1. Raylord Co. acquired 100% of Gand Inc. on January 5, 2013. During 2013,
Raylord sold goods to Gand for $150,000 that cost Raylord
$112,500. Gand still owned 40% of the goods at the end of the
year. Cost of goods sold was $675,000 for Raylord and $400,000 for
Gand. What was consolidated cost of goods sold? 940,000
2. Riley Co. owned all of the voting common stock of Parker. On January
2, 2013 Riley sold equipment to Parker for $125,000. The equipment
had cost Riley $140,000. At the time of the sale, the balance in
accumulated depreciation was $40,000. The equipment had a remaining
useful life of five years and no salvage value.
For the consolidated balance sheets at December 31, 2013 and December 31,
2014, at would amount would the equipment (net) be included?
2013:
$ 80,000 and 2014: $60,000
3. Assume the following facts relating to an 80% owned subsidiary
company:
BOY Stockholders’ Equity
BOY AAP assets
Net income of subsidiary (not including [A] asset depreciation
and amortization)
AAP assets depreciation and amortization expense
Dividends declared and paid to noncontrolling shareholders
$600,000
50,000
125,000
20,000
2,500
What is the amount reported as noncontrolling equity at the end of the
year? 148,500
4. Taylor Co. owns 70% of the voting common stock of Meehan
Corp.
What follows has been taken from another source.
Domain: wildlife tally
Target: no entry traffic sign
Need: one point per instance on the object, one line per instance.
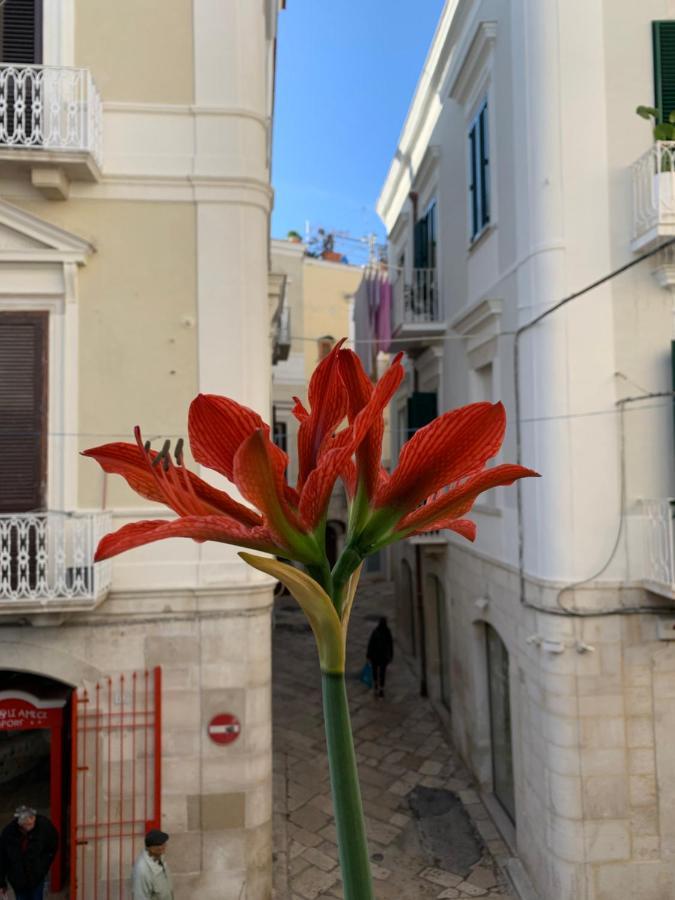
(224, 728)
During 2014, Meehan had revenues of $1,250,000 and expenses of
$1,000,000. The amortization of excess cost allocations totaled $30,000
in 2014. The non-controlling interest's share of the earnings of Meehan
Corp. is calculated to be 66,000
5. On April 1, 2014, Narrow Company sold equipment to its wholly owned
subsidiary, Thatch Corporation. At the time of the transfer, the asset
had a cost of $240,000 and accumulated depreciation of $90,000. The
selling price was $204,000. The two companies agreed on a ten-year
estimated remaining life.
Thatch's profit numbers were $300,000, $360,000 and $390,000 for 2014,
2015, and 2016, respectively. Narrow received dividends from Thatch of
$120,000, $150,000 and 180,000 for 2014, 2015, and 2016, respectively.
a)
What was the amount of the credit to depreciation expense on the 2014
consolidation worksheet? 4,050
b) What was the amount of the credit to depreciation expense on the 2015
consolidation worksheet? 5,400
c) What was the balance in Equity Income for 2014? 250,050
d) What was the balance in Equity Income for 2015? 365,400
6. On January 1, 2014, Woody Company acquires 80% of the outstanding
common stock of Buzz, for a purchase price of $785,000. It was
determined that the fair market value of the noncontrolling interest in
the subsidiary is $190,000. The book value of the Buzz’s stockholders’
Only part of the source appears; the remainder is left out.